Impressive as it would be to have a eucharistic sharing that involved so many people, and there certainly are echoes of the Eucharist here, would you really say to yourself afterwards, ‘This is indeed the prophet who is to come into the world’? In other words, a prophet greater even than Elisha! No. You would say to yourself, ‘If this is a sign it’s only a sacramental sign of an inward and invisible gift of God’s grace.’

Holy communion, the Eucharist, is not - at least in the Methodist understanding - a miracle, a transformation of the bread and wine into something else. It’s a sign, a reminder, that as we share the bread and wine God comes to be with us in Jesus. It’s a promise of something extraordinary in the ordinary. The feeding of the five thousand is, then, in a different category from holy communion because it’s totally out of the ordinary.

Perhaps Ephesians chapter 3 verse 20 offers us an insight into what this sign is telling us. ‘By the power at work within us’ says the writer, God ‘is able to accomplish abundantly far more than all we can ask or imagine.’

The feeding of the 5,000 was certainly far beyond what Jesus’ first disciples could have asked or imagined. Philip said, ‘Six months’ wages would not buy enough bread for each of these people to get even a little!’ And yet Jesus was able to feed the crowd because of God’s power flowing through him. Not only that, but he was also able to accomplish it abundantly; there was a superfluity of God’s power at work here, leading to twelve baskets of leftovers.

So what’s the message for us - is it that on the journey with Jesus we have to expect the impossible, to learn not to worry too much about having the resources to finish the task when we set out, to be prepared to have our imaginations stretched and our horizons broadened? Do we sometimes fail because we are too cautious, too reluctant, too calculating?

Yet sometimes Jesus says, ‘Don’t set out to build a tower unless you have the resources to finish it, don’t go out against an army unless you have overwhelming odds on your side.’ How does that advice square with the story of the feeding of the 5,000? Feeding a lot of people, especially feeding those in genuine need - in the middle of a famine, for instance - is a huge logistical task and it actually takes a lot of foresight and planning.

So maybe the message is that - as often as possible - we should be like the boy.

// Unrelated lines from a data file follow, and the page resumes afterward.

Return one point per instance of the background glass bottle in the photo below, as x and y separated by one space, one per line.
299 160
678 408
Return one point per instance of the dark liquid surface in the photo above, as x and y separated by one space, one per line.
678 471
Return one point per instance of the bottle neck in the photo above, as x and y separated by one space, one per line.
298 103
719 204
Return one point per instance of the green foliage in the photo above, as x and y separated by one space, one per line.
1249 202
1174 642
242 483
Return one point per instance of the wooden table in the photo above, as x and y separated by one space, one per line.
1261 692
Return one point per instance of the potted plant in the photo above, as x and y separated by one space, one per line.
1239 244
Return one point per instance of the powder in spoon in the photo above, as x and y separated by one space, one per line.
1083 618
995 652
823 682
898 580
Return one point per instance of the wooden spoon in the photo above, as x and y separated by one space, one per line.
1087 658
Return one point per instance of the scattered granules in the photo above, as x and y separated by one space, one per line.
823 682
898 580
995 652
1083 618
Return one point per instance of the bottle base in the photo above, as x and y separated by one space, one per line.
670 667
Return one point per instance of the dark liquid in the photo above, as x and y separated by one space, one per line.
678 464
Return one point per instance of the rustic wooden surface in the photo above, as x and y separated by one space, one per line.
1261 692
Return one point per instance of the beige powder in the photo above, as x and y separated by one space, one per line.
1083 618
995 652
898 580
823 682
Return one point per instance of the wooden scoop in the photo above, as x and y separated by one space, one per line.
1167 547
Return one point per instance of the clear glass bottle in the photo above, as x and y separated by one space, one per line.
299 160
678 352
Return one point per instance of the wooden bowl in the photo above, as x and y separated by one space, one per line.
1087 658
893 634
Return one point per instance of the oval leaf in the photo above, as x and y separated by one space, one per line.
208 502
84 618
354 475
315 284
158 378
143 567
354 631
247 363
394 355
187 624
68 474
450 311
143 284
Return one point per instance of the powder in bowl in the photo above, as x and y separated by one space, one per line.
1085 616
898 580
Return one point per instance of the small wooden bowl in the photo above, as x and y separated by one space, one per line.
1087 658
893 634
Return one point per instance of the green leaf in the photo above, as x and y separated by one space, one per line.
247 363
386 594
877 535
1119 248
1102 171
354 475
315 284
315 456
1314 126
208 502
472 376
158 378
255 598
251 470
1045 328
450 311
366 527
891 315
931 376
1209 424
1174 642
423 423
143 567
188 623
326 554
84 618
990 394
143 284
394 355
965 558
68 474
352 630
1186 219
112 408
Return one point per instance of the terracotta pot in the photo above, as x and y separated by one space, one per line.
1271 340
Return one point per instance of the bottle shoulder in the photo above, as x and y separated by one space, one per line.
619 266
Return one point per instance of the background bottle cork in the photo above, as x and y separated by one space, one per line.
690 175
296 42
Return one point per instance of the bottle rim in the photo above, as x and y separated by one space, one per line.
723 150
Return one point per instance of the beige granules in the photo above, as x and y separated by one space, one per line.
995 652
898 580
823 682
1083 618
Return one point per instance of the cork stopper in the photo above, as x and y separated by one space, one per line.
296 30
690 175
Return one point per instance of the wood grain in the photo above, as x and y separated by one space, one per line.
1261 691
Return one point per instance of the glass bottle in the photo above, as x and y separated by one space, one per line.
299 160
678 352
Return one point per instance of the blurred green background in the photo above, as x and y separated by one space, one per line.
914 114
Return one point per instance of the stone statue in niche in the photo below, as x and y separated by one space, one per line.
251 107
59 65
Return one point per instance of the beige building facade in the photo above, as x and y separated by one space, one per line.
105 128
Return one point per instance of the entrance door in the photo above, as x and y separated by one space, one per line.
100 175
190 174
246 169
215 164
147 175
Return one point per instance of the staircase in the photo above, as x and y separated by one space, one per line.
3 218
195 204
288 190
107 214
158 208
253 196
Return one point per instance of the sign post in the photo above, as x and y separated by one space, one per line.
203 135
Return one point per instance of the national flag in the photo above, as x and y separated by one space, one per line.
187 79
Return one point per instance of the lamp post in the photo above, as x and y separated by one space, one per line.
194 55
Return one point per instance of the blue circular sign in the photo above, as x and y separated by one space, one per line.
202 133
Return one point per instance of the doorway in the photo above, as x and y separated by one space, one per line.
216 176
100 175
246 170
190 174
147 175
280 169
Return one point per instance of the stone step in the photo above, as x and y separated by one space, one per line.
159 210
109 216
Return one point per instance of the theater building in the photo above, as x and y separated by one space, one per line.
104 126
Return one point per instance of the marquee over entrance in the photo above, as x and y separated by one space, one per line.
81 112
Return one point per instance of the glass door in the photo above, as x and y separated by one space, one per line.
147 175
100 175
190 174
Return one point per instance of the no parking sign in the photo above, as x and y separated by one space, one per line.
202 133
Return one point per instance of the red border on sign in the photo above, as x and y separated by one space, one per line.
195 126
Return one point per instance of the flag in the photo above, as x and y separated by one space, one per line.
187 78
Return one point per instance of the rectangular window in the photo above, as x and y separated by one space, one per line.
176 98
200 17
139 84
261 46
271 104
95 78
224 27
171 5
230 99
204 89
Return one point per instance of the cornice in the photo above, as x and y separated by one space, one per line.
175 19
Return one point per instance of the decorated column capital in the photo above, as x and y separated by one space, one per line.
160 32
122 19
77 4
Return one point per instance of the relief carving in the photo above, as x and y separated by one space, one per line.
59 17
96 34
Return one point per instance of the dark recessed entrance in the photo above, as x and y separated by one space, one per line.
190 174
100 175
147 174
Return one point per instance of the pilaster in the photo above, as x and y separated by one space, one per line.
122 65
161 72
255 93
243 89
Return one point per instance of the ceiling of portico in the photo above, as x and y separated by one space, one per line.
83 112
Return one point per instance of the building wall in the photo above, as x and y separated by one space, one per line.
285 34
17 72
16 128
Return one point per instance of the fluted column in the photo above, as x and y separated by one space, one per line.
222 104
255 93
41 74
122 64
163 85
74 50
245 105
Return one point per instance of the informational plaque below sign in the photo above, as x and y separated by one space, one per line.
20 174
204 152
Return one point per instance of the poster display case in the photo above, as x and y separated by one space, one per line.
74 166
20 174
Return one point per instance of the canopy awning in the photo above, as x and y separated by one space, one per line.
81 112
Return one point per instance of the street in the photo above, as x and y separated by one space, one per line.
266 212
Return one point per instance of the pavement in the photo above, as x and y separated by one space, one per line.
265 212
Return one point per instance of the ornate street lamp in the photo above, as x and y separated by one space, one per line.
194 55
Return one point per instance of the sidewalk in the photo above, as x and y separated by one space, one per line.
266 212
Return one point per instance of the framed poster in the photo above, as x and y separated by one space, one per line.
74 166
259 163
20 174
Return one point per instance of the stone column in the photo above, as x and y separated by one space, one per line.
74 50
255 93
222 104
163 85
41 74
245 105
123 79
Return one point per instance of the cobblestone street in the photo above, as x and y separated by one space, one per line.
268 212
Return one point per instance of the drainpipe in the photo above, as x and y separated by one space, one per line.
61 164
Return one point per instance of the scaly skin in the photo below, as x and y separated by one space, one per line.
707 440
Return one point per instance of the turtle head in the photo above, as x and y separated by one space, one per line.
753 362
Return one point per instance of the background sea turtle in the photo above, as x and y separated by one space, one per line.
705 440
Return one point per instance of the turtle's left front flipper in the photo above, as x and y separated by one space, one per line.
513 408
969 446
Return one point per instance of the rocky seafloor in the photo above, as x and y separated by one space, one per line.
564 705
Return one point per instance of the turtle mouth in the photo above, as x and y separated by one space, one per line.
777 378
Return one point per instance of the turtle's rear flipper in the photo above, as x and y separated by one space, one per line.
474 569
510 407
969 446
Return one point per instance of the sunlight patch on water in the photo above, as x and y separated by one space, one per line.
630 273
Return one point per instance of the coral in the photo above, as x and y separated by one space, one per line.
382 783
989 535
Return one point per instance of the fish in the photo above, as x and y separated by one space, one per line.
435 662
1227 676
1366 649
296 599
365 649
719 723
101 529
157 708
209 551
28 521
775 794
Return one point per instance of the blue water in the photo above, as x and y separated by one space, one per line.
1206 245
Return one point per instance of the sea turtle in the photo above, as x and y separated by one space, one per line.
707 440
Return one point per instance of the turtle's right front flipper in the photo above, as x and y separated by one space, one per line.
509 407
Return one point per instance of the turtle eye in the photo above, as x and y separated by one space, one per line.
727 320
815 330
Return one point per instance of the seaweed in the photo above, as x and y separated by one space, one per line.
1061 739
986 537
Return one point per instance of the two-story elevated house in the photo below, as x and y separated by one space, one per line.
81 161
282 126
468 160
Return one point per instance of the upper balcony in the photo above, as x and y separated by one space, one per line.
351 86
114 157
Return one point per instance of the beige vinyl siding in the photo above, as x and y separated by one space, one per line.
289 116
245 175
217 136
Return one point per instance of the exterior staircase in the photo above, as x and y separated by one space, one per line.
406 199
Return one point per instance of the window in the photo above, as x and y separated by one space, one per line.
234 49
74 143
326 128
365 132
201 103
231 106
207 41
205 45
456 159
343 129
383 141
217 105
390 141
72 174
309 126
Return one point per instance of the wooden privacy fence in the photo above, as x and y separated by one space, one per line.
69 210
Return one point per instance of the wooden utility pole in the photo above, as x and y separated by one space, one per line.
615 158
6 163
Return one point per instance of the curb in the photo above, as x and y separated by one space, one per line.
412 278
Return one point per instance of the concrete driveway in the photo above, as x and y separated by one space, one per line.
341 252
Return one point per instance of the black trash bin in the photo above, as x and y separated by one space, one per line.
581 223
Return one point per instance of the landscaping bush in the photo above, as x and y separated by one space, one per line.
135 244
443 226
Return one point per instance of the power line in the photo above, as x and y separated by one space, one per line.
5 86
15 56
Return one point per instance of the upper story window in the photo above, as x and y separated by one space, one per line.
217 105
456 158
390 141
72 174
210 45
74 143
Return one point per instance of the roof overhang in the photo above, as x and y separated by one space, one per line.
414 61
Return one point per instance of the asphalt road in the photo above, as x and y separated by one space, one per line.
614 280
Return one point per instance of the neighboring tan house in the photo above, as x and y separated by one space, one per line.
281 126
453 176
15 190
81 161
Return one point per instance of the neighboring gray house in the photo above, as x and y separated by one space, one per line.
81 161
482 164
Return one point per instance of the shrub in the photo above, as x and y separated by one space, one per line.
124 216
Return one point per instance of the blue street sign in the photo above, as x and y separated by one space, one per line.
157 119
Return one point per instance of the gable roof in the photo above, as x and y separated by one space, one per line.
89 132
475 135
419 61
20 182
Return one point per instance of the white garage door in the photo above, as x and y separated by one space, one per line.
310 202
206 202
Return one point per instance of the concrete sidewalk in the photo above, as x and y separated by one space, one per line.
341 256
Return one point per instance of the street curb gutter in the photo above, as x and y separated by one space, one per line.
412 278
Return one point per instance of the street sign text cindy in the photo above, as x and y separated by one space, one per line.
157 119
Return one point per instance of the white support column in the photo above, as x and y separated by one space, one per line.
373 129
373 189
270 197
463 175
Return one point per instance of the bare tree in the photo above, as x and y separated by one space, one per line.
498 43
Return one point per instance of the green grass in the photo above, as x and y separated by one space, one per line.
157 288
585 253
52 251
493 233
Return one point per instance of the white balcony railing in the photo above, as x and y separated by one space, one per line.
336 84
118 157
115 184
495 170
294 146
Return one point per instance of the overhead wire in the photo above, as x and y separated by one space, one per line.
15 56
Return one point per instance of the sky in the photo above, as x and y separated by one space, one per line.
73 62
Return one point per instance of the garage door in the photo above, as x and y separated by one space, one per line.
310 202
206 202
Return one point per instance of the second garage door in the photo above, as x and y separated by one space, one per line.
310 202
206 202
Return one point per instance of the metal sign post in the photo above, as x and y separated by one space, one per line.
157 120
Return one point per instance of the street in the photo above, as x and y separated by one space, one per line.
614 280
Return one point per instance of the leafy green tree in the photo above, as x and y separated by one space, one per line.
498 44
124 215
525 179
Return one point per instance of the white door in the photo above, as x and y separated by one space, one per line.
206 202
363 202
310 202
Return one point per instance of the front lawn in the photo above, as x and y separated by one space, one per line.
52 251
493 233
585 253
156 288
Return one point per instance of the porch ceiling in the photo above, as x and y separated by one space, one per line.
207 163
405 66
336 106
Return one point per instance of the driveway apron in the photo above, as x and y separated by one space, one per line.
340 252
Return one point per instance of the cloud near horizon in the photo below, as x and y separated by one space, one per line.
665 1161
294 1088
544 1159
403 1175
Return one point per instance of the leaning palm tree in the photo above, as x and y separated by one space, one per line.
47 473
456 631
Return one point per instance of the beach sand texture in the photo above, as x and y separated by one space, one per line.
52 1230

I’m always amazed when people go out and buy their lunch every day when they could save a fortune by packing up a sandwich. We should all take rations with us for the journey with Jesus, and be prepared to top them up when we can. But there will be times, as he says, when it is essential instead to travel light, to take no pack on our back, no sandwich box and thermos flask. There will be times when, to grasp the opportunities that are presented to us, we must be prepared to take risks and believe that God can ‘accomplish abundantly far more than all we can ask or imagine.’